Vesting Schedule: All of the RSUs are nonvested and forfeitable as of the Grant Date. So long as your Service (as defined in the Agreement) is continuous from the Grant Date through the applicable date upon which vesting is scheduled to occur (except as set forth below), the RSUs shall vest as follows:

 

    The table below sets forth the performance milestones (each, a “Performance Milestone”) that apply to the RSUs. The number of RSUs set forth opposite each Performance Milestone in the table shall ONLY become vested on or after the third anniversary of the Grant Date and upon the successful achievement of that Performance Milestone provided that (i) such achievement occurs on or before the fifth anniversary of the Grant Date (the “Expiration Date”) and (ii) either your Service with the Company is continuous from the Grant Date through the third anniversary of the Grant Date or your Service with the Company terminates prior to the achievement of the Performance Milestone but after the third anniversary of the Grant Date as a result of (a) your termination of employment for Good Reason, (b) your employment terminates and you become entitled to payment pursuant to Section 13(c)(iv) of the Employment Agreement, (c) your termination of employment because of Permanent Disability, or (d) your death, in which case, notwithstanding such termination, the RSUs will vest if the Performance Milestones below are achieved by the Expiration Date.


Performance Milestones

   Number of
RSUs Eligible to
Vest
 

Fair Market Value of one share of Immunomedics, Inc. Common Stock, on the Nasdaq Stock Market or other US established securities exchange or market on which the average closing price is US $7.35 or higher for the prior 30 consecutive trading days

     500,000 RSUs   

Fair Market Value of one share of Immunomedics, Inc. Common Stock, on the Nasdaq Stock Market or other US established securities exchange or market on which the average closing price is US $11 or higher for the prior 30 consecutive trading days

     500,000 RSUs   

Fair Market Value of one share of Immunomedics, Inc. Common Stock, on the Nasdaq Stock Market or other US established securities exchange or market on which the average closing price is US $15 or higher for the prior 30 consecutive trading days

     500,000 RSUs   
  

 

 

 

Total

  1,500,000 RSUs   
  

 

 

 

For avoidance of doubt, if the Fair Market Value of one share of Common Stock is $15 or more based on the average closing price for 30 consecutive trading days at a time when no other Performance Milestones have previously been satisfied, then the Performance Milestones will be deemed satisfied with respect to all RSUs.
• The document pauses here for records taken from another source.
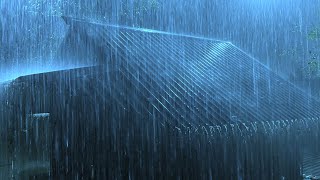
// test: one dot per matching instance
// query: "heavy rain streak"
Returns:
(160, 89)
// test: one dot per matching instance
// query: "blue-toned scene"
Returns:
(160, 89)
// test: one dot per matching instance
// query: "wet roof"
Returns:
(198, 80)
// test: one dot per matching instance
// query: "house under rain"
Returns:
(156, 105)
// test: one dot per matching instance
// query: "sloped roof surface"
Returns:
(198, 80)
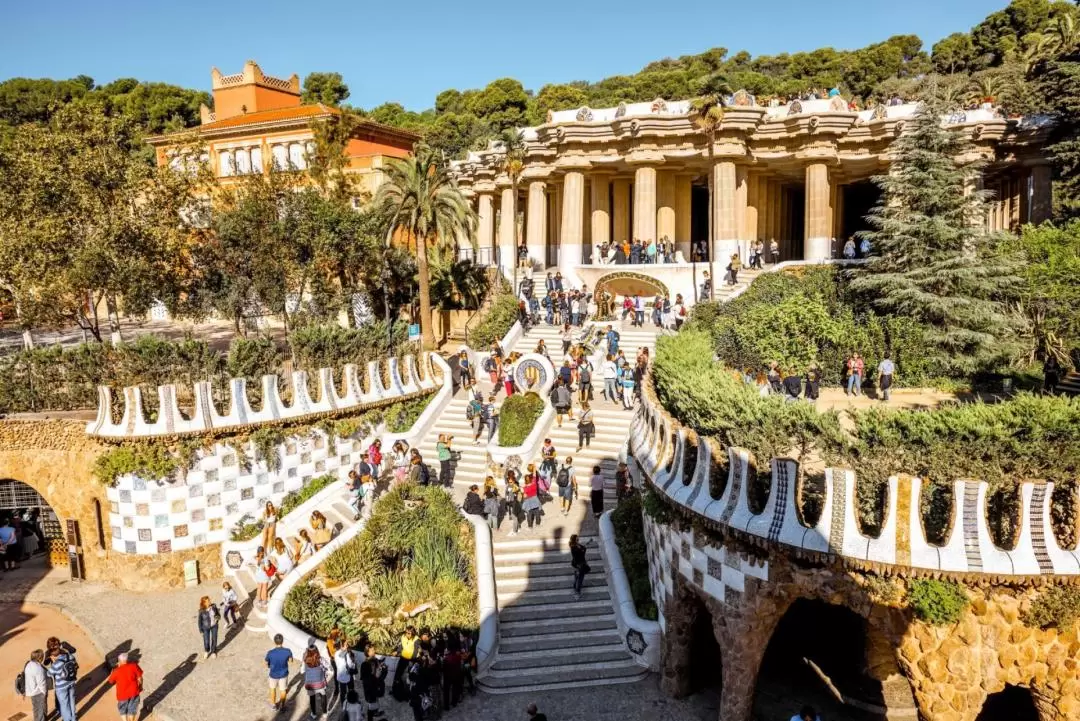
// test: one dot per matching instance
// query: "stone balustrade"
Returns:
(677, 463)
(405, 380)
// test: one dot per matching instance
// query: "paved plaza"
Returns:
(180, 687)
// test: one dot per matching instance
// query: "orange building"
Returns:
(258, 122)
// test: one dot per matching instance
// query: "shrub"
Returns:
(630, 538)
(498, 320)
(936, 602)
(517, 417)
(1054, 607)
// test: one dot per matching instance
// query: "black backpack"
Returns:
(563, 478)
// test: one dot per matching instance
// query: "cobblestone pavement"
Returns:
(179, 685)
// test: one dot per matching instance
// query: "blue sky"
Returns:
(408, 52)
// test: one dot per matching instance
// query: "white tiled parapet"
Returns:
(405, 379)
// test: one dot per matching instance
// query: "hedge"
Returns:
(517, 417)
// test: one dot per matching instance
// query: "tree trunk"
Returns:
(115, 336)
(427, 332)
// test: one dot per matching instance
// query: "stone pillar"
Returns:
(819, 214)
(536, 232)
(599, 218)
(645, 204)
(571, 235)
(620, 209)
(684, 211)
(665, 205)
(485, 229)
(1041, 193)
(725, 216)
(508, 209)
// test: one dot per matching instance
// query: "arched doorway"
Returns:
(22, 502)
(818, 652)
(1011, 704)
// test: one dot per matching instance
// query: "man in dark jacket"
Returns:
(473, 503)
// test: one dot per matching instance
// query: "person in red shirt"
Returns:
(127, 678)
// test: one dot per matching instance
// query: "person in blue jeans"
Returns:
(63, 669)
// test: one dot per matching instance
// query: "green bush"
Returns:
(498, 320)
(517, 417)
(936, 602)
(630, 538)
(415, 548)
(1054, 607)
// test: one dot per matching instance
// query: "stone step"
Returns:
(561, 626)
(575, 655)
(513, 598)
(570, 609)
(557, 641)
(563, 676)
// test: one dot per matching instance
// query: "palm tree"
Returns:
(512, 164)
(419, 200)
(706, 112)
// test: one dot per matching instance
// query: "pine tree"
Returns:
(931, 258)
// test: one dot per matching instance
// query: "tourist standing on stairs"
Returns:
(445, 460)
(531, 495)
(567, 485)
(596, 491)
(585, 426)
(579, 563)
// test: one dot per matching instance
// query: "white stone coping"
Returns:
(487, 641)
(625, 612)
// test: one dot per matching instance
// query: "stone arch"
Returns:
(692, 654)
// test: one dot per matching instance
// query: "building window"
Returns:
(297, 160)
(280, 157)
(243, 162)
(226, 166)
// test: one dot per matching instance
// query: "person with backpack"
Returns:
(32, 683)
(208, 617)
(127, 678)
(64, 670)
(567, 483)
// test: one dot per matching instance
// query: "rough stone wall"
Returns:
(56, 459)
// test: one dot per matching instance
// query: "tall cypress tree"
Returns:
(931, 259)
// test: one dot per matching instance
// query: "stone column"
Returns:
(665, 205)
(645, 204)
(485, 234)
(620, 209)
(599, 219)
(1041, 193)
(508, 211)
(536, 232)
(817, 243)
(571, 234)
(684, 209)
(725, 216)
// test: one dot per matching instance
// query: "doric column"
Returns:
(620, 209)
(485, 228)
(725, 219)
(684, 208)
(645, 204)
(536, 232)
(1041, 193)
(599, 218)
(665, 205)
(508, 208)
(571, 235)
(819, 214)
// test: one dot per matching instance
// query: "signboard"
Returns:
(190, 573)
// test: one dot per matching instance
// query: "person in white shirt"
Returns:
(37, 684)
(610, 373)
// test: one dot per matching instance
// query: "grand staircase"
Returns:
(548, 638)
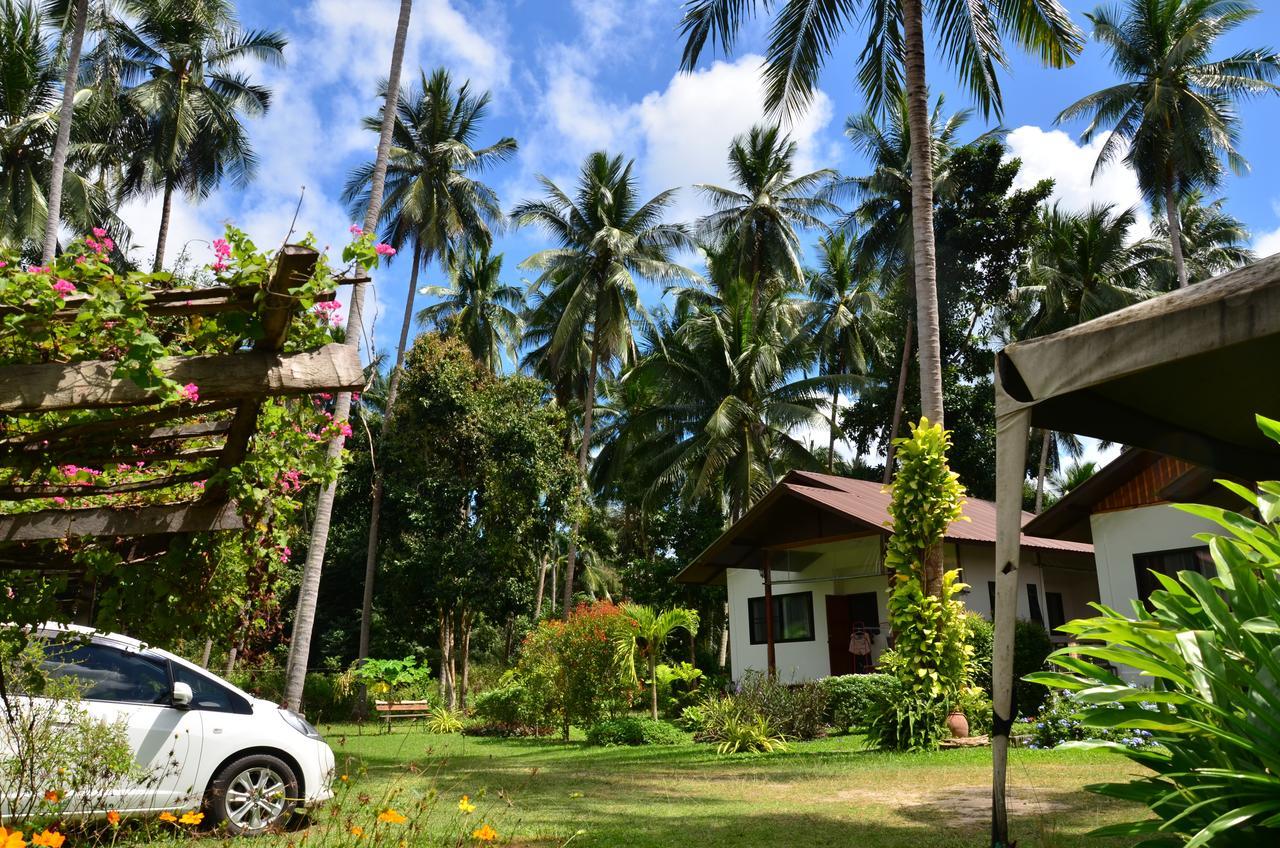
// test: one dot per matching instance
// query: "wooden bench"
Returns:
(389, 710)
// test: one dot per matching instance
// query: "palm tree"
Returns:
(641, 637)
(804, 33)
(181, 58)
(30, 97)
(1212, 240)
(606, 240)
(1173, 114)
(842, 320)
(478, 308)
(435, 203)
(62, 145)
(759, 218)
(309, 588)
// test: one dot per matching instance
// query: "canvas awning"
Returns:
(1180, 374)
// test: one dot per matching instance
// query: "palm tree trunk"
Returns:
(163, 237)
(58, 167)
(309, 591)
(375, 507)
(583, 452)
(1175, 231)
(903, 373)
(1043, 472)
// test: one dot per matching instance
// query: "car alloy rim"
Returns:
(255, 798)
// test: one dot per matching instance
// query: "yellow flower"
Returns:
(49, 839)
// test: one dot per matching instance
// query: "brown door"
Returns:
(839, 629)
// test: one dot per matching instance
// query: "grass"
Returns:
(831, 792)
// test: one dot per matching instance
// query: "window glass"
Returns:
(792, 618)
(208, 693)
(109, 674)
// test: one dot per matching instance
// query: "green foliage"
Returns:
(849, 697)
(634, 730)
(1208, 647)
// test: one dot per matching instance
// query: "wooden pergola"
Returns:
(201, 438)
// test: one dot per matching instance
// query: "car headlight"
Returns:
(300, 724)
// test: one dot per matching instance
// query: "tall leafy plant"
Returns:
(1208, 652)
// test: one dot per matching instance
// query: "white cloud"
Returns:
(1055, 155)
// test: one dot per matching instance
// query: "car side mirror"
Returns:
(182, 694)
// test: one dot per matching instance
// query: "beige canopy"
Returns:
(1182, 374)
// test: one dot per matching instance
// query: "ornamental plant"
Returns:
(1207, 650)
(929, 627)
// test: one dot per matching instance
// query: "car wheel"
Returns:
(254, 794)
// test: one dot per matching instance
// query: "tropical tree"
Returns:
(181, 62)
(1212, 240)
(607, 238)
(759, 217)
(309, 588)
(434, 203)
(641, 634)
(30, 97)
(842, 318)
(1173, 115)
(478, 308)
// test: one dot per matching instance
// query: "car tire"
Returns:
(254, 794)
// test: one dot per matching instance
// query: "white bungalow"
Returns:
(809, 557)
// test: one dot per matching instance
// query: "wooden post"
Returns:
(768, 615)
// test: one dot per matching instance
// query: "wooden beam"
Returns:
(103, 520)
(42, 388)
(28, 491)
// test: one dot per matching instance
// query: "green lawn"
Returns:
(831, 792)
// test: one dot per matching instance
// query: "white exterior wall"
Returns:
(1146, 529)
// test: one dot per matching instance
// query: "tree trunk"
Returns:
(583, 454)
(1043, 472)
(58, 167)
(375, 506)
(304, 619)
(165, 212)
(1175, 231)
(903, 373)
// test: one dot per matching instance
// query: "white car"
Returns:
(200, 741)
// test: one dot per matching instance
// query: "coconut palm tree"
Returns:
(842, 319)
(1173, 115)
(1212, 240)
(607, 238)
(478, 308)
(435, 203)
(641, 636)
(30, 113)
(309, 588)
(759, 217)
(181, 62)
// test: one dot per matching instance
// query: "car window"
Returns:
(109, 674)
(208, 693)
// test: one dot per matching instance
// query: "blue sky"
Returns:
(574, 76)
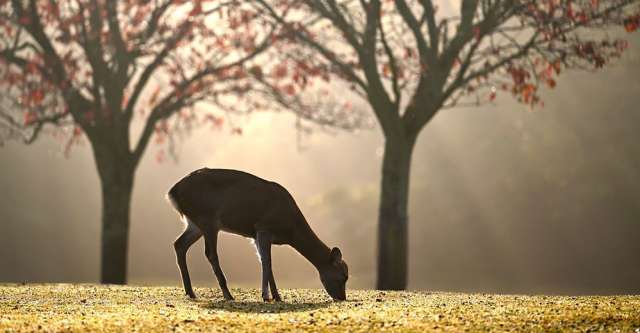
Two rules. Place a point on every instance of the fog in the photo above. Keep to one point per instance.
(503, 198)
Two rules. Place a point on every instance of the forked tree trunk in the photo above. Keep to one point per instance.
(116, 180)
(393, 219)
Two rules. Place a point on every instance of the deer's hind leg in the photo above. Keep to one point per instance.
(181, 245)
(211, 250)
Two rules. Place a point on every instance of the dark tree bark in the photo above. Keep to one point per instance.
(116, 173)
(393, 217)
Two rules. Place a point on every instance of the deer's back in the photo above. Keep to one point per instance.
(237, 202)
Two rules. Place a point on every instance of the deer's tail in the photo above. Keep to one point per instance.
(172, 197)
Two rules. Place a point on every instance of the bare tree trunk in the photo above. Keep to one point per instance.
(116, 179)
(393, 219)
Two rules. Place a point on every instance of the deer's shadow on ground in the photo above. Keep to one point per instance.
(264, 307)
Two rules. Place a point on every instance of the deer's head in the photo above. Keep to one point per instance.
(334, 276)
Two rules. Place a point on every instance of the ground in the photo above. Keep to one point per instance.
(75, 308)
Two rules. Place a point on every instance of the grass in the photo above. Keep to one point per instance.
(75, 308)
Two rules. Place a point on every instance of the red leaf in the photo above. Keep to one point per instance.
(30, 117)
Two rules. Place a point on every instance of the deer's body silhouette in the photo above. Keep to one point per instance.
(213, 200)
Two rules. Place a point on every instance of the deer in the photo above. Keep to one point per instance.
(213, 200)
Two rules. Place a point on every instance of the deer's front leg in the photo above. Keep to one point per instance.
(263, 243)
(211, 250)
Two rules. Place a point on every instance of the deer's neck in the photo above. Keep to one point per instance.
(311, 247)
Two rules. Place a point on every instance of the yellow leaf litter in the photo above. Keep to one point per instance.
(98, 308)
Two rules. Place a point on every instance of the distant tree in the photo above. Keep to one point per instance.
(92, 68)
(409, 59)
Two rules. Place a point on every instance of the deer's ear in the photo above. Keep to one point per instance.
(335, 255)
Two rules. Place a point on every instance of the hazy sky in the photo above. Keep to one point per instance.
(503, 199)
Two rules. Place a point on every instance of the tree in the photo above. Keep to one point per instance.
(410, 59)
(91, 68)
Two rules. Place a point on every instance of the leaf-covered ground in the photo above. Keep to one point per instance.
(75, 308)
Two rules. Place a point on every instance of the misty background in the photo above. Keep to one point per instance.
(503, 198)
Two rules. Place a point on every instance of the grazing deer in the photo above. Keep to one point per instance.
(213, 200)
Subject to the Service conditions set forth above, in the event of a Change of Control prior to the Expiration Date, all unvested RSUs will vest, if at all, based on the actual price per Common Share as of the date of the Change of Control. For purposes of determining whether the Performance Milestones are satisfied in such case, the relevant measure will be the Fair Market Value of a Common Share based on the consideration payable in connection with and as of the date of the Change of Control without regard to the prior 30 consecutive trading days.

 

/s/ Peter Pfreundschuh

 

Immunomedics, Inc. Date July 14, 2015

 

 

I acknowledge that I have carefully read the Agreement and the prospectus for the Plan. I agree to be bound by all of the provisions set forth in those documents. I also consent to electronic delivery of all notices or other information with respect to the RSUs or the Company.